Istirahat dalam sistem kami ini memberi kami kemungkinan untuk menggabungkan pengalaman ini dengan cara kami menghadapi situasi dan bagasi alat pribadi kami, dan memperbaiki celah itu menghasilkan.
Beberapa penulis menggunakan contoh gempa bumi, sebagai kejutan yang selamanya mengubah situasi vital kita. Karena meskipun kita tidak dapat menangkap efek gempa dengan mata telanjang, ada perpindahan dan keseimbangan baru.
Jenis pengalaman apa yang paling mampu menimbulkan trauma ini?
Pengalamannya sangat beragam. Faktanya, kita cenderung berpikir bahwa hanya peristiwa besar yang dapat menyebabkan kita trauma, tetapi tidak demikian halnya. Ada situasi yang sangat umum yang mampu menimbulkan trauma. Misalnya, seseorang yang dikurung di wastafel dapat mengalami trauma yang mengarah ke Gangguan Kecemasan seperti Claustrophobia.
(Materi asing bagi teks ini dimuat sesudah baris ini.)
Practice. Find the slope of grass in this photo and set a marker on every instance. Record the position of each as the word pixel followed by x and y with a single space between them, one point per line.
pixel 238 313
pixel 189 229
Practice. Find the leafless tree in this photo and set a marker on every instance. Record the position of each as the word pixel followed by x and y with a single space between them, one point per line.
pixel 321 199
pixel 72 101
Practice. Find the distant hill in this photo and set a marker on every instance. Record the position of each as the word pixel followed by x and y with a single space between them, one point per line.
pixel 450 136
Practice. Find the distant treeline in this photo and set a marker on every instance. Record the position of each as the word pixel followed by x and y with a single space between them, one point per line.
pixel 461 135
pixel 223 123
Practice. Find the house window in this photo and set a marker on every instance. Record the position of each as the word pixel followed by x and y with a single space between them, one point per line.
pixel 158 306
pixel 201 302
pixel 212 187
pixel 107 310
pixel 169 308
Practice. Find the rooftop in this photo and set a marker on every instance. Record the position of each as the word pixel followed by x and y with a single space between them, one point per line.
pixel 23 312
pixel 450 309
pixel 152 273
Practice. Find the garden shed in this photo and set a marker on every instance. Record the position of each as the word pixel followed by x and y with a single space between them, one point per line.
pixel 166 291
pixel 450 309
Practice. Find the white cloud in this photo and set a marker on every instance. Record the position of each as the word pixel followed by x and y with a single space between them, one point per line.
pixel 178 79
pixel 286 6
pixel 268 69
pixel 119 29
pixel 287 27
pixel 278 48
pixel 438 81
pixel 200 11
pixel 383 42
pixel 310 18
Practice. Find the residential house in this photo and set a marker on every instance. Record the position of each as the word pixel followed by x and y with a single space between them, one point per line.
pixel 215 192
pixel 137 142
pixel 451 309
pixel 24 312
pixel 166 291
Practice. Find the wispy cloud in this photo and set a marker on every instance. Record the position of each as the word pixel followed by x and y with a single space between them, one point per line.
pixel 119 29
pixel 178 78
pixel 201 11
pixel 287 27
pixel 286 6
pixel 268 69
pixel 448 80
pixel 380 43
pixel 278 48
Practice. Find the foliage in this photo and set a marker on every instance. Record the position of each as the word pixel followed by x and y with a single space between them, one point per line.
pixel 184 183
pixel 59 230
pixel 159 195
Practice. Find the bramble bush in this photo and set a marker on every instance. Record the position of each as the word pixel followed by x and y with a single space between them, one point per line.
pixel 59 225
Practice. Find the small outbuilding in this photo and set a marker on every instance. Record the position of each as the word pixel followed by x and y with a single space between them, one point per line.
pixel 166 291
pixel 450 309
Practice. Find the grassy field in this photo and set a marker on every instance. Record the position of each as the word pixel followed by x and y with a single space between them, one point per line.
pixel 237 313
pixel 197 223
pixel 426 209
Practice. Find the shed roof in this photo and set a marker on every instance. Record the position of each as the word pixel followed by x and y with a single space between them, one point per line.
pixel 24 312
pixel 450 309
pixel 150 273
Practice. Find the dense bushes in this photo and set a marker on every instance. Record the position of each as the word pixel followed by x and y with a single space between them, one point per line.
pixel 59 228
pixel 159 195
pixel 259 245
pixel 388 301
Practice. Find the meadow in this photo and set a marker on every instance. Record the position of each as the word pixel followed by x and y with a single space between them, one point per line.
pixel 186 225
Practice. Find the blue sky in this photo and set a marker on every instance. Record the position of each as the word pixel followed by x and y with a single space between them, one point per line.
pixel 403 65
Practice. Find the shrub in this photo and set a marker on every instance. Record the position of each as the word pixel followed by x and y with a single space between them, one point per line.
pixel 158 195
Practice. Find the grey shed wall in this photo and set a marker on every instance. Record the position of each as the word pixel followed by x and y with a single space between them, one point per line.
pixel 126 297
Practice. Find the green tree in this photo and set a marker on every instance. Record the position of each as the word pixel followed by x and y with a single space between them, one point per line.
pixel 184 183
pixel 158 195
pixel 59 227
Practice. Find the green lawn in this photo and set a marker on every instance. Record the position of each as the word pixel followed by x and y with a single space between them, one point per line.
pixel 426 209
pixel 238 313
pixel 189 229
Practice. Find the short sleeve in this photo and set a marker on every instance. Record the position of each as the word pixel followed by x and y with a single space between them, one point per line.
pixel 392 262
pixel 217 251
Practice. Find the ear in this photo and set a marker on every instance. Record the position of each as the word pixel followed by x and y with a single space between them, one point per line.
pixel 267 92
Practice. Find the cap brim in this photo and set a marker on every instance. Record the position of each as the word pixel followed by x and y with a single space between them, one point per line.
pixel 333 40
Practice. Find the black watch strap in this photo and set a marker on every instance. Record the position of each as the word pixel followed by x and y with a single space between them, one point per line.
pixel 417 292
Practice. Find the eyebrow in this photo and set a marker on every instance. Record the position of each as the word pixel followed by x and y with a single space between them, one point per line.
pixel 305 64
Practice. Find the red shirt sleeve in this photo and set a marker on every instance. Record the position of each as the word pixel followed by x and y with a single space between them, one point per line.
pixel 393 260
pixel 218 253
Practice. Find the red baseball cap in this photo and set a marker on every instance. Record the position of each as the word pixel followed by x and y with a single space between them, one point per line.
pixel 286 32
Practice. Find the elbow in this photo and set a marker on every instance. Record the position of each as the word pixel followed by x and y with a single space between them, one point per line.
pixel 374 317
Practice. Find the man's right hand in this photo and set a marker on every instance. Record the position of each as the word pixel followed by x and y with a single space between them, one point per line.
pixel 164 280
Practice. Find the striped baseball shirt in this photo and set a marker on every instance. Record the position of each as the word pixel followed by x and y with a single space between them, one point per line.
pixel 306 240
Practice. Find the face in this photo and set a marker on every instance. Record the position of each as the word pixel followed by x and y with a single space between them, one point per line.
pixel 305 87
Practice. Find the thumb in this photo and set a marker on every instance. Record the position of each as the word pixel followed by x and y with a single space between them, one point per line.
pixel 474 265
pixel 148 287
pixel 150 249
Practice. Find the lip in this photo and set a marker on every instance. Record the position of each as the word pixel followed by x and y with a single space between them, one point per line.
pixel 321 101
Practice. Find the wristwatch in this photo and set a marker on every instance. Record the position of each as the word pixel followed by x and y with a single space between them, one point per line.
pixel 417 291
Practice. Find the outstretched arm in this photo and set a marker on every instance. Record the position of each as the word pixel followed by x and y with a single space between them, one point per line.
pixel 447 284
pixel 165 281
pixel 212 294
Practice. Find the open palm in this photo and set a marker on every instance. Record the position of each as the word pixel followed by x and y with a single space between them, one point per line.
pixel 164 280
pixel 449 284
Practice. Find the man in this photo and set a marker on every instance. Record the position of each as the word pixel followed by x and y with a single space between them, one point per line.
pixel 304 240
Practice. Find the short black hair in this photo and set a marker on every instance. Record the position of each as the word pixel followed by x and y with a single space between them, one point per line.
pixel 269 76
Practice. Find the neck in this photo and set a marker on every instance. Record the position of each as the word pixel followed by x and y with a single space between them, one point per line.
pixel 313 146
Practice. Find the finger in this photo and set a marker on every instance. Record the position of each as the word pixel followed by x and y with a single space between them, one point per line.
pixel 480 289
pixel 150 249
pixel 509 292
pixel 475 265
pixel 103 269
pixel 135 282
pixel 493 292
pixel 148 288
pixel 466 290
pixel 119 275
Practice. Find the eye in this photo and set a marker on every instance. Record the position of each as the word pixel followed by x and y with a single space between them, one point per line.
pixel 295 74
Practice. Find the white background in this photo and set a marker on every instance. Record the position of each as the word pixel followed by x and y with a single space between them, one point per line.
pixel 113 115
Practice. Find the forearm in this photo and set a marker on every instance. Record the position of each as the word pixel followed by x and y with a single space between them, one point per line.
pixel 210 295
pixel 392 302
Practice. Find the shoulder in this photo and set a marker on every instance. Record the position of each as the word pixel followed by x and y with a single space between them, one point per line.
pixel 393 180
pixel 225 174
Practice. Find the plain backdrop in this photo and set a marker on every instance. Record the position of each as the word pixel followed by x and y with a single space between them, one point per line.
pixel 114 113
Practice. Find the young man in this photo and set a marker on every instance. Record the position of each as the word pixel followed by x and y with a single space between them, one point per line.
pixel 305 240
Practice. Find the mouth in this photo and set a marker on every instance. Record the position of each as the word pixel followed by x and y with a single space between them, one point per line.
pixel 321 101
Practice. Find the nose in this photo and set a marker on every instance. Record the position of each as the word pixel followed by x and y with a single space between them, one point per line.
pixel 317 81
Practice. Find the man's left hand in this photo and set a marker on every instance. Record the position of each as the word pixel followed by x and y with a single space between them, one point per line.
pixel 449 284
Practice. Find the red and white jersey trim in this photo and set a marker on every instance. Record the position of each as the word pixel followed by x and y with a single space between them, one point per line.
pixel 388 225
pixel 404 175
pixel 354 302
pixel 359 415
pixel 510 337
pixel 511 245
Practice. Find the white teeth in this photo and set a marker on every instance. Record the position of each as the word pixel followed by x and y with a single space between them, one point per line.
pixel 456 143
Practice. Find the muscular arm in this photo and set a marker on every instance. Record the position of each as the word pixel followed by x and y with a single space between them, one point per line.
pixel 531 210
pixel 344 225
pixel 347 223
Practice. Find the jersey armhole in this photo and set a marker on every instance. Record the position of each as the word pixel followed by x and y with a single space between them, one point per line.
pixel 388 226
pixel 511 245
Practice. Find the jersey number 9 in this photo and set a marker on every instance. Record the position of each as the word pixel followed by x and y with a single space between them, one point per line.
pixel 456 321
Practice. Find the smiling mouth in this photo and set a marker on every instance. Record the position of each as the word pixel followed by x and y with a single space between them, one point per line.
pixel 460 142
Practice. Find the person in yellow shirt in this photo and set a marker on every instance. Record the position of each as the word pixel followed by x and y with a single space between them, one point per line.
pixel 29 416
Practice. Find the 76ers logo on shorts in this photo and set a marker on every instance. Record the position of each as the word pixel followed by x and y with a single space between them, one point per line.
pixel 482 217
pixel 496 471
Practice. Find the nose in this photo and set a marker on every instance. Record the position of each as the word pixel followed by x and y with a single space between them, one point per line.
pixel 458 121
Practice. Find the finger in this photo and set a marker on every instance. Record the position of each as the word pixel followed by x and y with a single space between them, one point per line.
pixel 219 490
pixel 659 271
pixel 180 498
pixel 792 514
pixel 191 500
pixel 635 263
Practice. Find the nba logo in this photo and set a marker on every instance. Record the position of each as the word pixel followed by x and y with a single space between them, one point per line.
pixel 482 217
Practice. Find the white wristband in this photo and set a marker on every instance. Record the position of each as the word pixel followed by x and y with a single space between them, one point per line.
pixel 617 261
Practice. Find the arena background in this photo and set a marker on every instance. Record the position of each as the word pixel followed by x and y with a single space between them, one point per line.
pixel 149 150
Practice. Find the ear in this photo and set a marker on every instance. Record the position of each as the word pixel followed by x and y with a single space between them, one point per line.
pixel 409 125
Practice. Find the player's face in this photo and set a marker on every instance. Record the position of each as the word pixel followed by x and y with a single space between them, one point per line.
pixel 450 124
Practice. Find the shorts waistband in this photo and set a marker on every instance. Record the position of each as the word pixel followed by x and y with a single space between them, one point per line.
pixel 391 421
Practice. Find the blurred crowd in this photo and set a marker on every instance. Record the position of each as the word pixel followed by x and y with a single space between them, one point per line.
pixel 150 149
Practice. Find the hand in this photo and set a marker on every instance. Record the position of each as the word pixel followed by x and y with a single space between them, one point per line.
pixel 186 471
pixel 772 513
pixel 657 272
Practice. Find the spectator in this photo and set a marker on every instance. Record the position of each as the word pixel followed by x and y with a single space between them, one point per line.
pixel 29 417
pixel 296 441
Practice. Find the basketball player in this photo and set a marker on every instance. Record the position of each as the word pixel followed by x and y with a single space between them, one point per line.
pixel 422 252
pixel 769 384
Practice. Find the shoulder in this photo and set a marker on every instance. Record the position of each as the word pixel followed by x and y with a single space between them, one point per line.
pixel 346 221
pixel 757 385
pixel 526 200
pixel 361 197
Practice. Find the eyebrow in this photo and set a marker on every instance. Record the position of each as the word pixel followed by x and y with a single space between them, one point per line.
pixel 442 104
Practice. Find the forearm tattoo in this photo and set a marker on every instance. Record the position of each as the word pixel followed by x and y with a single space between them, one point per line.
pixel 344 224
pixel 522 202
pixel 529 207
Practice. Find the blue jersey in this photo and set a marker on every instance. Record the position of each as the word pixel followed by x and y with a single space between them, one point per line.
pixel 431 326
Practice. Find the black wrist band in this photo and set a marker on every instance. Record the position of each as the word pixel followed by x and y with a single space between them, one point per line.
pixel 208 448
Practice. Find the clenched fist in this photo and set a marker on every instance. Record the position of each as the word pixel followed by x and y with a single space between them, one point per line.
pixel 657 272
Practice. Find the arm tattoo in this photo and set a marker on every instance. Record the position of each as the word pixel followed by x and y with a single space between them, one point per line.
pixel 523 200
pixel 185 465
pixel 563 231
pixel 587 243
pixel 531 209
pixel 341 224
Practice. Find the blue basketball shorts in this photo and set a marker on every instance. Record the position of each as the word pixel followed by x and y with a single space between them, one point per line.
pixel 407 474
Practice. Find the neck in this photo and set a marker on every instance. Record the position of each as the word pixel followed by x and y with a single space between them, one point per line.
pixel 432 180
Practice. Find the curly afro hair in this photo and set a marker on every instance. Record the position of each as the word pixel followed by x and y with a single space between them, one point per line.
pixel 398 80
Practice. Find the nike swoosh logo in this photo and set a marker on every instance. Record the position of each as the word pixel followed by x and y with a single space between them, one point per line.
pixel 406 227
Namun, jika kita harus memikirkan peristiwa kehidupan yang dapat menghasilkan Post-Traumatic Stress Disorder (PTSD) atau a gangguan, saya akan memilih untuk korban interpersonal (berbagai bentuk psikologis, fisik, seksual, dll. di sini kita dapat memasukkan konflik bersenjata dan menyaksikan situasi kekerasan juga) atau untuk semua peristiwa yang paling tidak disengaja dan / atau alami (badai, kecelakaan fatal, tsunami, dll.).
Faktanya, teori trauma memiliki permulaan yang mengevaluasi presentasi gejala dari veteran perang, yang di antara mereka menunjukkan gangguan emosional dan kognitif serupa. Dari situlah PTSD berasal.
Bagaimana trauma berhubungan dengan fungsi otak dan caranya menimbulkan proses memori dan penarikan kembali ingatan?
Ini adalah masalah yang sangat kompleks, karena trauma mengintervensi berbagai proses mental. Beberapa penelitian tampaknya menunjukkan bahwa ada perubahan di sirkuit tonsil, menghasilkan aktivasi konstan amigdala otak. Yang menjelaskan ingatan yang mengganggu, keadaan hyperalertness, dll.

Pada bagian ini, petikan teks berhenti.